A tragedy in the family brings the young doctor back to the land of his ancestors.  He grieves over the senseless death of a loved one, but he cannot bring himself to return hatred with hatred.  He persuades his family to relocate to Manila with him.  His brother, the warrior, scoffs at his indifference to the plight of his own people.  Their mother, a wise woman who has lived through countless wars and evacuations, tells them to stop arguing.  She loves both sons, and she does not feel torn by their conflicting visions.

The film progresses in the context of a community’s forced evacuation.  Many people die in the course of this exodus.  The young doctor at one point picks up a gun on impulse and, against the rational sensibility of his secular education at the State University, rains fire upon a militia urinating on the wall of a mosque.  His anger frightens him, and he cries like a child over his own confusion.

This is the main story, but it is only one among many.  A young lieutenant, fresh from the Philippine Military Academy, searches for terrorists among evacuees who have sought refuge in the farm of a village datu.  He too has his own story to tell.  The datu, who traces his lineage to all the Islamic warriors who resisted Spanish and American colonizers, looks up at the sacred icons of the Moro struggle in his house and replays in his imagination the tales of heroism of ancestors long gone.  A Catholic NGO worker brings relief goods to Moro evacuees and finds himself moving with them in quest of a safe place.  His uncle, a priest in Mindanao, had been murdered just a few years back.  A young Christian boy becomes part of this community of Muslim evacuees by accident, and his simple view of the world is shattered by the events he witnesses and the stories he hears.

The film tells these stories with such unerring compassion that all the questions that people endlessly debate in innumerable talkshows – who is to blame? what is the root of this violence? etc. – suddenly become pointless and irrelevant.  Marilou Diaz-Abaya is also interested in these questions, but she has seen enough and read enough to know that even the most persuasive answers are often encrusted in unexamined prejudices.

Many Filipino viewers may not like Bagong Buwan; some may even feel offended by it and attempt to come up with logical arguments to counter its premises.  They would be missing the point.
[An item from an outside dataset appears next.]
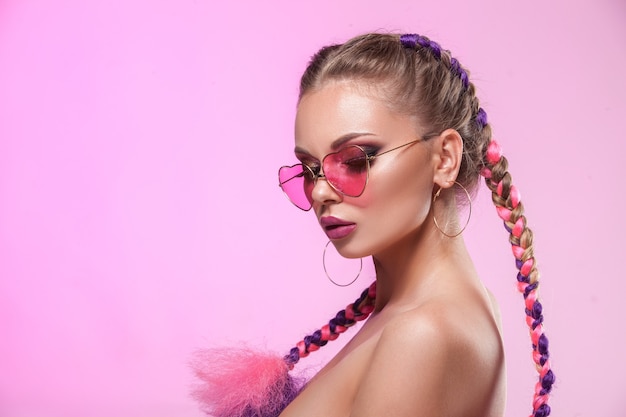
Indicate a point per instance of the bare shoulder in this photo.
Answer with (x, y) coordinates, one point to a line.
(435, 360)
The whole purpose of the film is to challenge us to loosen our beliefs and attitudes, and to encourage us to reweave our moral vocabularies, by inviting us to an imaginative identification with the suffering of people different from us.

Many of us will resist the attempt to redescribe a culture we have long been taught to demonize.  I think that is okay with Marilou.  Her goal is not so much to propose a reason to care about suffering, but to sharpen our sensitivity to suffering wherever it occurs.  This type of work increasingly can no longer be done by philosophers and politicians.  It is best done by storytellers.